Fix a point $z \in \mathbb{C}$. Let $S \subset \mathbb{C}$ be a nonempty closed set. Let $$T = \{ w \mid d(z, w) = d(z, S)\}.$$ Then $S \cap T$ is a nonempty closed set. Let $f\colon [0, 1] \to T$ be defined by $t \mapsto z + d(z, S)e^{2\pi it}$. Then $f^{-1}(S \cap T)$ is closed subset of $[0, 1]$. Thus $f(\inf f^{-1}(S \cap T)) \in S$.
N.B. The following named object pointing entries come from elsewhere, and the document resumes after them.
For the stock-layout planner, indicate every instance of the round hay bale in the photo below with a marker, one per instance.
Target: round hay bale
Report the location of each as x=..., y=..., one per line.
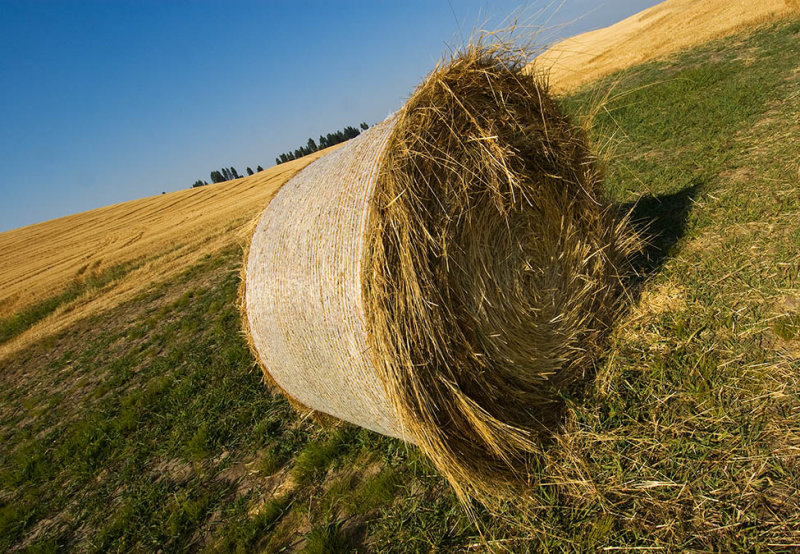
x=440, y=277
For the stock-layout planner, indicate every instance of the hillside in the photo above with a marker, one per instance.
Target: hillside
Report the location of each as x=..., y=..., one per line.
x=146, y=426
x=59, y=271
x=653, y=33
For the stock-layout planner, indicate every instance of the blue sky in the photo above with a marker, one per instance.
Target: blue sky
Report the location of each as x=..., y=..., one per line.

By this way we can make a choice function for the entire family of nonempty closed subsets of $\mathbb{C}$. Is this way independent of $\mathsf{AC}$? And can this method extended to other Euclidean spaces, or even metric spaces and topological spaces?

Answer 1

Yep, this works (except I think you mean for $f$ to be $t\mapsto z+d(z,S)e^{2\pi it}$). There are a variety of similar techniques you can use for $\mathbb{R}^n$ for any $n$; the general idea is you can isolate a specific point by taking maxima or minima of certain functions (which must be achieved since the set is closed). For instance, given a nonempty closed set $S\subseteq\mathbb{R}^n$, you can replace $S$ with $S\cap [-N,N]^n$ for the least $n$ such that it is nonempty to assume $S$ is bounded. Then, you can take the smallest first coordinate of any point in $S$, then the smallest second coordinate among points with that first coordinate, and so on, to pick a single element of $S$.

To choose points from nonempty closed sets in arbitrary metric spaces is equivalent to AC, though, since you can just equip any set with the discrete metric so every set is closed.